Linda and I went to a bead store in a nearby town to repair some of her jewelry and to make matching earrings (meaning that I repaired and made, and she was incredibly picky about the color and quality of every. single. freaking. bead. in. the. store). We were sitting at a work table and chatting with a young female employee; when Linda left to get some sodas, I mentioned to the young woman that I was visiting from Iowa and that Linda and I are sisters.

“How nice,” she said, with a big, welcoming Midwest smile, “which one of you is the older sister?”

*I won 1 game and lost 4 (or maybe 5; abject defeats blend together, I find). Linda used all seven letters on the first play of the game TWICE. That’s just not natural, I tell you.

**In a four-town radius. Approximately one funky little shop per little farm town.

*** Summer 2005, I moved from Ohio to Iowa. Summer 2006, I moved into my new home. This summer, I napped.
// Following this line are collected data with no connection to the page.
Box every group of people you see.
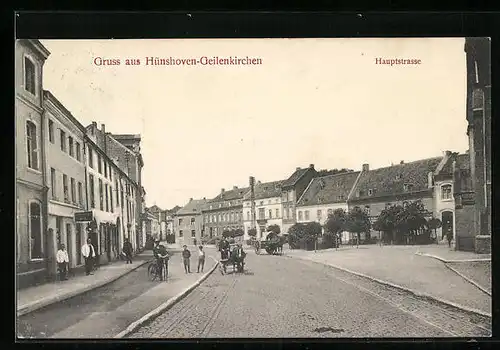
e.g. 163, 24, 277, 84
218, 237, 245, 260
56, 237, 135, 282
180, 244, 206, 274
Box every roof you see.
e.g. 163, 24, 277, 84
297, 171, 360, 206
440, 153, 470, 175
210, 187, 250, 202
176, 198, 208, 215
281, 167, 315, 188
243, 180, 284, 201
111, 134, 142, 140
148, 205, 163, 213
351, 157, 443, 201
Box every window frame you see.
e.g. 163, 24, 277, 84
24, 55, 37, 96
48, 119, 54, 143
28, 200, 44, 261
441, 184, 453, 201
26, 120, 40, 171
60, 129, 66, 152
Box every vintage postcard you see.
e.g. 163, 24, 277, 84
15, 37, 491, 338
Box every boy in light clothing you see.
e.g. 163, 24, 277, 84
197, 245, 205, 273
56, 244, 69, 281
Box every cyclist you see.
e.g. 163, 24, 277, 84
153, 240, 170, 281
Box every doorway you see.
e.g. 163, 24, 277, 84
75, 223, 82, 265
66, 223, 72, 266
441, 211, 454, 240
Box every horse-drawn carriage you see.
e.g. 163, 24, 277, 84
253, 232, 285, 255
218, 243, 246, 275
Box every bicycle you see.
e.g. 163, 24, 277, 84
148, 258, 168, 281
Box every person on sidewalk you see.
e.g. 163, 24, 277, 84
81, 238, 96, 276
446, 231, 453, 248
197, 245, 205, 273
122, 238, 133, 264
56, 244, 69, 281
182, 245, 191, 273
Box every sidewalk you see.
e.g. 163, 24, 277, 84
51, 253, 217, 338
285, 244, 491, 317
17, 242, 177, 317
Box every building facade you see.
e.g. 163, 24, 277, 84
348, 159, 442, 241
242, 180, 284, 240
463, 37, 491, 253
15, 40, 51, 288
145, 206, 161, 240
174, 198, 208, 246
296, 171, 360, 243
43, 91, 88, 276
202, 186, 248, 239
280, 165, 318, 234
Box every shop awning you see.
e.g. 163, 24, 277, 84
93, 209, 119, 225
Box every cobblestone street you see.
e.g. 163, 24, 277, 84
130, 251, 491, 338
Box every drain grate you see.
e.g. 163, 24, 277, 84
313, 327, 344, 334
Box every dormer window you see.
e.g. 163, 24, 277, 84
368, 189, 373, 196
338, 195, 345, 200
403, 183, 413, 192
24, 57, 36, 95
395, 174, 403, 180
441, 184, 452, 200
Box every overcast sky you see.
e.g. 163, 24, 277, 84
40, 38, 468, 209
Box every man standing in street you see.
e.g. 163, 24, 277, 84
82, 238, 96, 276
182, 245, 191, 273
56, 244, 69, 281
123, 238, 133, 264
197, 245, 205, 273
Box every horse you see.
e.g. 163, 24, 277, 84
229, 245, 245, 273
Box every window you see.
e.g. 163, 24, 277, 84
89, 174, 95, 208
191, 217, 195, 225
368, 189, 373, 196
305, 211, 310, 220
50, 168, 56, 199
75, 142, 81, 161
179, 230, 183, 237
191, 230, 196, 237
78, 182, 83, 206
403, 183, 414, 192
99, 179, 104, 210
60, 130, 66, 152
276, 209, 280, 218
29, 202, 43, 259
24, 57, 36, 95
258, 208, 265, 220
298, 211, 303, 220
268, 209, 272, 219
48, 120, 54, 143
104, 161, 108, 177
441, 184, 452, 200
120, 185, 124, 209
63, 174, 69, 202
70, 178, 76, 203
109, 165, 112, 181
403, 201, 409, 209
98, 154, 102, 173
88, 147, 94, 168
105, 184, 109, 212
338, 195, 345, 200
317, 209, 322, 220
26, 121, 38, 170
68, 136, 74, 157
247, 211, 250, 221
395, 174, 402, 180
179, 218, 183, 225
327, 209, 333, 215
364, 205, 371, 216
116, 181, 120, 206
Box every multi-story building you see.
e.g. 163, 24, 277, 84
145, 206, 161, 240
43, 91, 87, 276
202, 186, 248, 239
174, 198, 208, 246
348, 158, 443, 241
280, 164, 317, 234
296, 171, 361, 242
462, 37, 491, 253
242, 180, 283, 240
15, 40, 51, 288
161, 206, 180, 241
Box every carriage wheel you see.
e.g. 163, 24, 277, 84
148, 263, 158, 281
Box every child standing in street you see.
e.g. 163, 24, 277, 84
56, 244, 69, 281
197, 245, 205, 273
182, 245, 191, 273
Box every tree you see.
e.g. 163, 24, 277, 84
345, 206, 371, 247
222, 229, 232, 238
396, 200, 428, 245
426, 218, 442, 244
248, 228, 257, 238
267, 224, 281, 235
324, 208, 347, 248
305, 221, 323, 251
232, 228, 244, 238
373, 205, 403, 244
288, 223, 306, 249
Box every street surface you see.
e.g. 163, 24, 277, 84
130, 250, 491, 338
A lot.

****The Scrabble loses aren’t humiliating; nothing that certain and habitual can retain the power to humiliate for 30+ years

*****doubtless because I’m the youngest and have had to endure their abuse my entire life******

****** Think abuse is too strong a word? When I was three or four and walked into the house from the yard, Linda would say to me, “Who are you, little girl? You don’t live here. Go on home,” while pushing me back out the door. I grew up to be me — an old boyfriend once commented that I had abandonment issues. Linda, of course, grew up to be an elementary school teacher.